UN human rights commissioner, Brian Burdekin, said global treaties needed to be backed up with national legislation Keystone

On international human rights day, Switzerland and other industrialised countries were being urged to lead by example by setting up independent humans rights bodies.

This content was published on December 11, 2001 - 08:12

Two parliamentarians on Monday presented to parliament an initiative to create a federal human rights commission in Switzerland.

The move coincided with human rights day which celebrated the 53rd anniversary of the signing of the Universal Declaration of Human Rights.

It also follows pressure from the UN, which has long urged richer nations to supplement well-intentioned international treaties with national bodies.

Speaking in Bern last week, Brian Burdekin, the chief adviser to the UN High Commissioner for Human rights, Mary Robinson, said western democracies have helped to establish international standards, but must now cement their credibility by setting an example.

Someone else's problem

"If we want to be taken seriously in the poorer countries of the world, we need to have a hard look in our own backyard," said Burdekin. "In the past, there has been a tendency for the wealthy developed democracies to see human rights as someone else's problem.

"There are human rights' violations in all countries, and these require not only the attention of government, but of an independent body with a mandate to monitor, protect and promote human rights."

In the past 20 years, Switzerland has thrown its weight behind international efforts to protect human rights, both by signing all of the most important treaties, and making human rights a key aspect of its foreign policy.

Swiss lag behind world

However, the country lags behind much of the developed world in that it has no independent human rights body at national level, and has failed to create one despite pledging to do so at the Vienna World Conference for Human Rights in 1993.

Under the present system, human rights issues are dealt with by four different federal ministries, a process, say critics, which hinders transparency, causes delays, and can lead to conflicts of interests.

Supporters of a federal human rights commission say a central body would do away with these problems.

The proposed commission would have a mandate to monitor the human rights situation in Switzerland and to ensure that the country meets international standards.

It would also investigate possible violations, and inform and educate the public, the media and government officials on human rights issues.

One Swiss parliamentarian backing the commission, Vreni Müller-Hemmi, said she was shocked to learn about the extent of human rights violations in Switzerland.

"I was shocked to learn that we have the second-highest rate of child beatings in Europe," she said. "That is not a fact that is widely known, even in political circles.
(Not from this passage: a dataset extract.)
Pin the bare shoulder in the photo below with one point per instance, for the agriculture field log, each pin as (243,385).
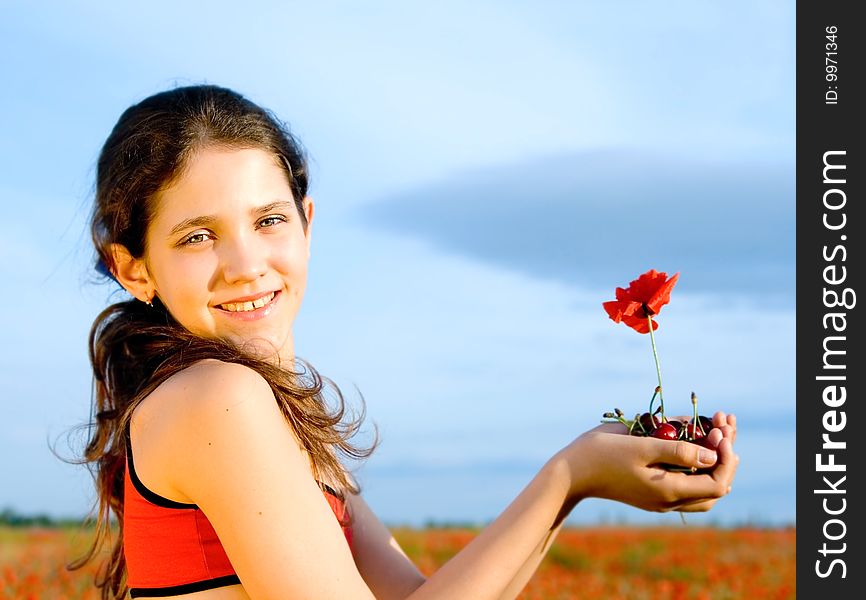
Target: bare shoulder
(206,402)
(235,455)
Many politicians are poorly informed about human rights issues."

Currently as many as 70 countries have or are in the process of implementing an independent national human rights structure following the UN model, which sets out specific guidelines to ensure the independence of the commission.

Burdekin says these are a natural progression from the international treaties already in place.

"While these treaties are tremendously important, the international standards have to be implemented at national level and across nations. Unless and until we do that, these international standards don't have a lot of meaning."